L’exemple d’Ynsect, pionnière dans l’élevage d’insectes pour l’alimentation animale et humaine, illustre parfaitement ces difficultés. Autrefois perçue comme un joyau de la French Tech, Ynsect a levé plus de 600 millions d’euros depuis sa création, mais peine aujourd’hui à trouver des investisseurs pour financer son expansion. En 2024, la société a dû se placer sous procédure de sauvegarde pour éviter la faillite. Malgré une levée de fonds impressionnante en 2023, les coûts de production élevés et des retards dans la construction de son usine ont plongé l’entreprise dans une crise de trésorerie. Cet exemple met en lumière la difficulté actuelle des startups françaises à accéder aux capitaux nécessaires pour se développer, alors même qu’elles représentent un pilier essentiel pour l’avenir économique du pays.
L’heure n’est pas à l’abattement, mais à la re-mobilisation
Face aux défis actuels, l’heure n’est pas à l’abattement mais bien à la mobilisation collective. D’abord, les pouvoirs publics doivent rétablir un cadre réglementaire et fiscal stable, capable de redonner confiance aux acteurs économiques et de réduire l’incertitude qui paralyse tant d’initiatives actuellement. Ensuite, les entreprises et distributeurs doivent, eux aussi, s’engager en jouant la carte de la solidarité, en privilégiant les sourcings locaux et en soutenant les producteurs français. C’est à travers cette alliance que l’on pourra renforcer la résilience du tissu industriel et commercial du pays.

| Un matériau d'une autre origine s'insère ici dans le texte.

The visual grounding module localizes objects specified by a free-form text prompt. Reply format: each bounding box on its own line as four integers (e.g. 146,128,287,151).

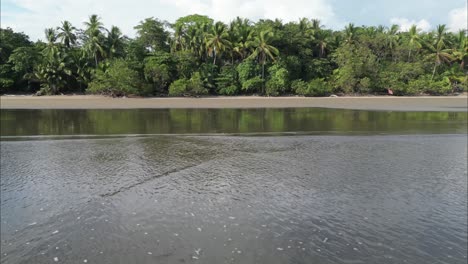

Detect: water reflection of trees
1,108,467,136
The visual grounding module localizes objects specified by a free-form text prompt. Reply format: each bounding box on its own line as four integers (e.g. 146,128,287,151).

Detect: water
0,109,468,263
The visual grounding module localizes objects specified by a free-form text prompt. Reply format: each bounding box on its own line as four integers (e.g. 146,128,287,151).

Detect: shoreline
0,94,468,112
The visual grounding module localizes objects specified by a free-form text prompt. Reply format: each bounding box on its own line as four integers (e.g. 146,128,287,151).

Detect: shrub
265,65,289,96
169,78,189,96
236,59,262,92
241,76,263,92
291,78,331,96
216,66,239,95
86,59,144,96
169,72,208,96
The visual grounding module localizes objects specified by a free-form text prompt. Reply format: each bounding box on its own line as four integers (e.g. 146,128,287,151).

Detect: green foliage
0,28,31,64
134,17,169,52
169,72,208,96
0,14,468,96
241,76,263,93
174,51,197,78
333,43,378,93
265,64,289,96
408,75,452,95
216,66,240,95
291,78,331,96
236,59,262,92
169,78,189,96
86,59,144,96
144,52,176,93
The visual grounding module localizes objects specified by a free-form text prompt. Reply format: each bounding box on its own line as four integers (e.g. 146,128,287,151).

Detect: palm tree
171,24,185,52
42,28,59,59
386,25,400,58
231,18,254,59
249,31,279,93
426,25,453,80
57,20,76,48
84,15,104,67
206,22,231,65
315,30,330,58
106,26,126,58
453,30,468,69
344,23,357,44
408,25,422,61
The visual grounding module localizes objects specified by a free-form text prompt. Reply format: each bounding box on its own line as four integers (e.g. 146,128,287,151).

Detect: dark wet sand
0,95,468,112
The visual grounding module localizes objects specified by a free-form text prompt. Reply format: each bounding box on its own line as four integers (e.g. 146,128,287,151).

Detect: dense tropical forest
0,15,468,96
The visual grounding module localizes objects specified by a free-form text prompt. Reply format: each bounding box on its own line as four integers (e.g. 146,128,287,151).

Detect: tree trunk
431,62,437,81
262,60,265,95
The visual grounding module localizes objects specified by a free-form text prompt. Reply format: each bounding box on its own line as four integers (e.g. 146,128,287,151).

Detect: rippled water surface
0,109,467,263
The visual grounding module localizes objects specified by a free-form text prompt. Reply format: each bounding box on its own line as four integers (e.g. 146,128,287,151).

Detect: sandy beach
0,94,468,112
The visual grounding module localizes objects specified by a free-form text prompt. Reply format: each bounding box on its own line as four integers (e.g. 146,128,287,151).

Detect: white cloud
2,0,343,40
448,5,468,32
390,17,431,31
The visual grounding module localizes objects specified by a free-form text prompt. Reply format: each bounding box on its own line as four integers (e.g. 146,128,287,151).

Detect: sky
0,0,468,41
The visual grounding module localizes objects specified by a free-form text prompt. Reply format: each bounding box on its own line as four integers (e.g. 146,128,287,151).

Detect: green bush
169,78,189,96
241,76,263,93
169,72,208,96
265,65,289,96
291,79,307,95
236,59,262,92
291,78,331,96
86,59,144,96
215,66,239,95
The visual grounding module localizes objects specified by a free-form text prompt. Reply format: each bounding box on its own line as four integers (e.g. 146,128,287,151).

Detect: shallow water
0,108,468,137
0,110,467,263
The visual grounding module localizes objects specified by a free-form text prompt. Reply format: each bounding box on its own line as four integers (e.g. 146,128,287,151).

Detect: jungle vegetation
0,14,468,96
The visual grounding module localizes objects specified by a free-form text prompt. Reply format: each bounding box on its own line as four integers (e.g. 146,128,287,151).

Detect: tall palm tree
386,25,400,58
84,15,104,67
408,25,422,61
43,28,59,59
344,23,357,44
453,30,468,69
105,26,126,58
171,24,185,51
231,17,254,60
206,22,231,65
314,30,330,58
249,31,279,93
426,25,453,80
57,20,76,48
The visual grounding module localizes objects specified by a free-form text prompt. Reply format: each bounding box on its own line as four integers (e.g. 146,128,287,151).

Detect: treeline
0,15,468,96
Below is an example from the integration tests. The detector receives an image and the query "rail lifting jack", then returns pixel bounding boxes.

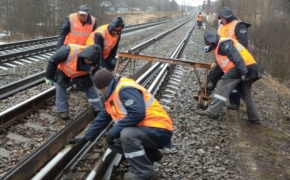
[114,52,212,109]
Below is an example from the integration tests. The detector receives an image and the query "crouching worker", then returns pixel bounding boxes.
[69,69,173,180]
[45,44,103,120]
[198,31,261,124]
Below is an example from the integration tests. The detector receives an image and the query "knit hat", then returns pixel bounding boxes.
[94,69,114,89]
[78,5,88,15]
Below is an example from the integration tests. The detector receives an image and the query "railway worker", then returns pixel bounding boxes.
[197,12,203,29]
[45,44,103,120]
[86,17,124,71]
[214,7,250,110]
[69,69,173,180]
[198,31,261,124]
[56,5,97,49]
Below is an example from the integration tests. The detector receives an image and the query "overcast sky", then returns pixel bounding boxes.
[175,0,216,6]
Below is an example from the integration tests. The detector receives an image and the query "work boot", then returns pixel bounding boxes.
[197,110,217,119]
[124,172,155,180]
[227,103,239,110]
[150,149,163,164]
[58,112,68,120]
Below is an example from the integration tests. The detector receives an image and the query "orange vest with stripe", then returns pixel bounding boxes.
[215,38,256,73]
[218,20,240,39]
[197,14,203,21]
[63,13,96,45]
[105,77,173,131]
[57,44,90,78]
[86,24,119,59]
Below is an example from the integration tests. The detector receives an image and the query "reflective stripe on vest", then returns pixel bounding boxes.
[218,20,240,39]
[64,13,96,45]
[105,78,173,131]
[215,38,256,73]
[58,44,89,78]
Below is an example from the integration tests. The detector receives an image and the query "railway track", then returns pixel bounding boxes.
[0,18,184,70]
[0,14,204,179]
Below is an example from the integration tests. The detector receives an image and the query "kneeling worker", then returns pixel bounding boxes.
[198,31,261,124]
[45,44,103,120]
[69,69,173,180]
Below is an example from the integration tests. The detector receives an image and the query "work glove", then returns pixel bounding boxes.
[110,59,116,66]
[203,46,210,53]
[45,78,54,85]
[241,75,249,82]
[68,138,88,147]
[206,82,214,91]
[106,133,115,145]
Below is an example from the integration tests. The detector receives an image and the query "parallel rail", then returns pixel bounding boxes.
[1,17,199,180]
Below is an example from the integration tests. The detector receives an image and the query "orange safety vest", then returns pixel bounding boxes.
[63,13,96,45]
[215,38,256,73]
[57,44,89,78]
[86,24,119,59]
[105,77,173,131]
[218,20,240,39]
[197,14,203,21]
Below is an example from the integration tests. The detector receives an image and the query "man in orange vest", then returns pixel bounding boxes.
[198,31,261,124]
[213,7,251,110]
[56,5,97,49]
[69,69,173,180]
[86,17,124,71]
[197,12,203,29]
[45,44,103,120]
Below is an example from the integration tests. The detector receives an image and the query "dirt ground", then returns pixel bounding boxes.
[227,77,290,180]
[207,12,290,180]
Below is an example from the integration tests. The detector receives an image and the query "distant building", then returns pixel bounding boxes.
[146,6,154,12]
[118,3,129,12]
[101,1,115,12]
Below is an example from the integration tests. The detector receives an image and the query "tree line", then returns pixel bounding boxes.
[211,0,290,87]
[0,0,178,41]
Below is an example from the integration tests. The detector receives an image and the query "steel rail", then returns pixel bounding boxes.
[1,17,195,180]
[0,71,45,99]
[0,19,191,99]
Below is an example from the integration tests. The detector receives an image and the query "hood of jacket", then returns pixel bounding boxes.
[218,7,234,19]
[78,44,101,65]
[204,31,219,44]
[108,17,124,32]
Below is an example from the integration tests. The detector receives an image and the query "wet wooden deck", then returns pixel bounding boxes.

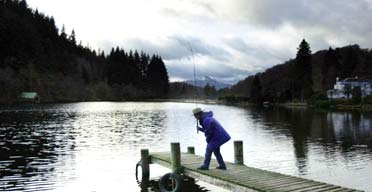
[150,152,359,192]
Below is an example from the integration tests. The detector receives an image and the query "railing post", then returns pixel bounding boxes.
[187,146,195,155]
[234,141,244,165]
[171,143,181,175]
[141,149,150,177]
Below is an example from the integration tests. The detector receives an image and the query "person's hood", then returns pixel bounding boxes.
[203,111,213,118]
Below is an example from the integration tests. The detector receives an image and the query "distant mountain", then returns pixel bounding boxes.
[185,76,231,89]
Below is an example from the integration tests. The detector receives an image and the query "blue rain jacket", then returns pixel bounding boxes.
[199,111,231,151]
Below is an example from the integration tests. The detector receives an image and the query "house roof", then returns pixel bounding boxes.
[342,77,372,83]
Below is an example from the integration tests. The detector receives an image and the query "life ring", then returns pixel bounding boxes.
[159,173,182,192]
[136,161,142,181]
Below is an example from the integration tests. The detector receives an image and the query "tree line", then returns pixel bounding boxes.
[0,0,169,102]
[227,39,372,102]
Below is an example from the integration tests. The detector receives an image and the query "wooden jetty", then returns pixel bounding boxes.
[141,141,359,192]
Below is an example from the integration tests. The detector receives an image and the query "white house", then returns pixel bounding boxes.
[327,77,372,99]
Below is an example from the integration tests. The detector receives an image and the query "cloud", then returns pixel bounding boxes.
[28,0,372,84]
[199,0,372,48]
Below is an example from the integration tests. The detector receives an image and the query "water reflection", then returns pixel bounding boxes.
[138,176,211,192]
[0,102,372,191]
[0,110,75,190]
[252,108,372,181]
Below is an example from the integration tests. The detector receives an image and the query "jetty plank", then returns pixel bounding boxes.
[150,152,359,192]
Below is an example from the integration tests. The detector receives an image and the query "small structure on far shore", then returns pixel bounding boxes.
[327,77,372,99]
[19,92,40,103]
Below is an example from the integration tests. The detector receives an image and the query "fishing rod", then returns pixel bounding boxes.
[188,42,199,134]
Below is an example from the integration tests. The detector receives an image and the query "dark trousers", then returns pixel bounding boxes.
[203,147,226,168]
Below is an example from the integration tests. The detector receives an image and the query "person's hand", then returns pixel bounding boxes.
[196,125,203,131]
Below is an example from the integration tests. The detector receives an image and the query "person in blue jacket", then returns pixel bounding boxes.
[192,108,231,170]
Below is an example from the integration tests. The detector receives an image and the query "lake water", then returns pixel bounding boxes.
[0,102,372,191]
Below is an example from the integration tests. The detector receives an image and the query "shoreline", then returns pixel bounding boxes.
[0,99,372,112]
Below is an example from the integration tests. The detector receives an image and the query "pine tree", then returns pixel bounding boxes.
[147,55,169,97]
[68,30,76,45]
[291,39,313,100]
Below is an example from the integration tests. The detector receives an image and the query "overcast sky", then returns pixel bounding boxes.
[27,0,372,82]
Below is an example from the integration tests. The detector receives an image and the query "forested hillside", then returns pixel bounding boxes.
[0,0,169,102]
[230,41,372,102]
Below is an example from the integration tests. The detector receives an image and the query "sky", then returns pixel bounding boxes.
[27,0,372,83]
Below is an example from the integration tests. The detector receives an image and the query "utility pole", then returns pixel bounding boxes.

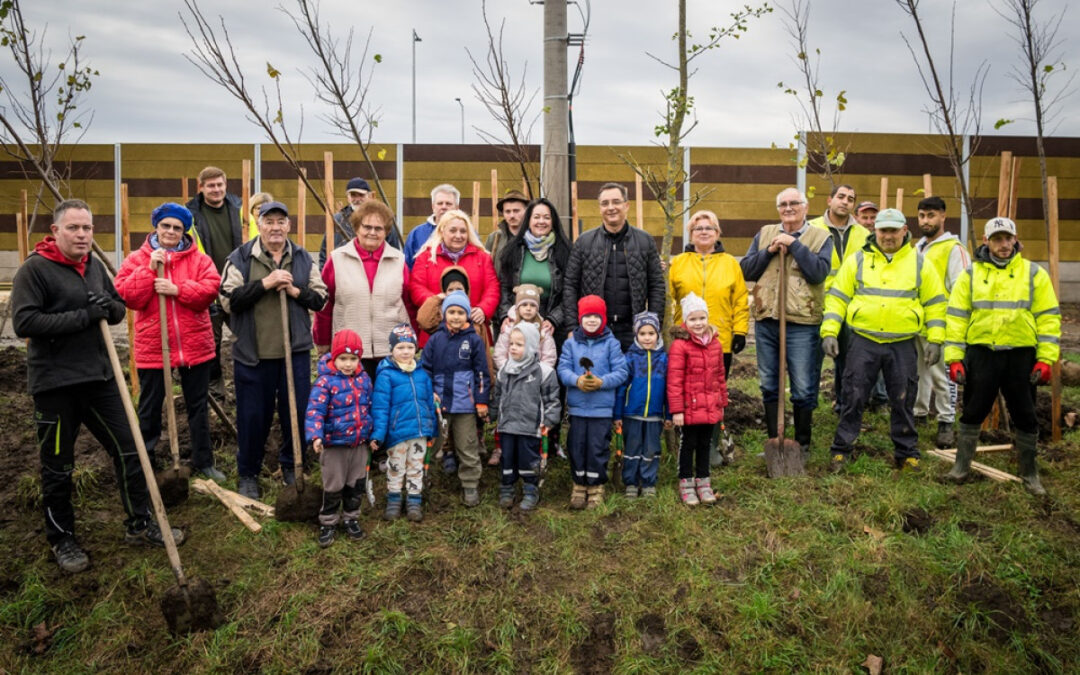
[540,0,570,217]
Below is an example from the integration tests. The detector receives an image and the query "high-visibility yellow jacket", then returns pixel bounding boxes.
[821,238,946,345]
[810,215,870,291]
[667,244,750,353]
[945,245,1062,364]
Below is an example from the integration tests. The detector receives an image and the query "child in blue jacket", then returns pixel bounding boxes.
[615,312,671,499]
[558,295,626,509]
[303,330,372,549]
[372,323,436,523]
[420,291,491,507]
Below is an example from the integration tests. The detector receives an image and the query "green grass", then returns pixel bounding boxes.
[0,355,1080,673]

Mais surtout, c’est aux consommateurs que revient un rôle clé. En orientant leurs achats vers des produits locaux, ils ne se contentent pas de consommer : ils investissent dans l’avenir du pays. Chaque achat devient un geste de soutien à l’économie nationale, à l’emploi, et à la préservation de savoir-faire uniques. Consommer moins, mais mieux, c’est investir collectivement dans un futur partagé, plus durable et plus solidaire. La relance du Made in France ne se fera pas seule, mais ensemble, en misant sur la coopération entre politiques, entreprises et citoyens.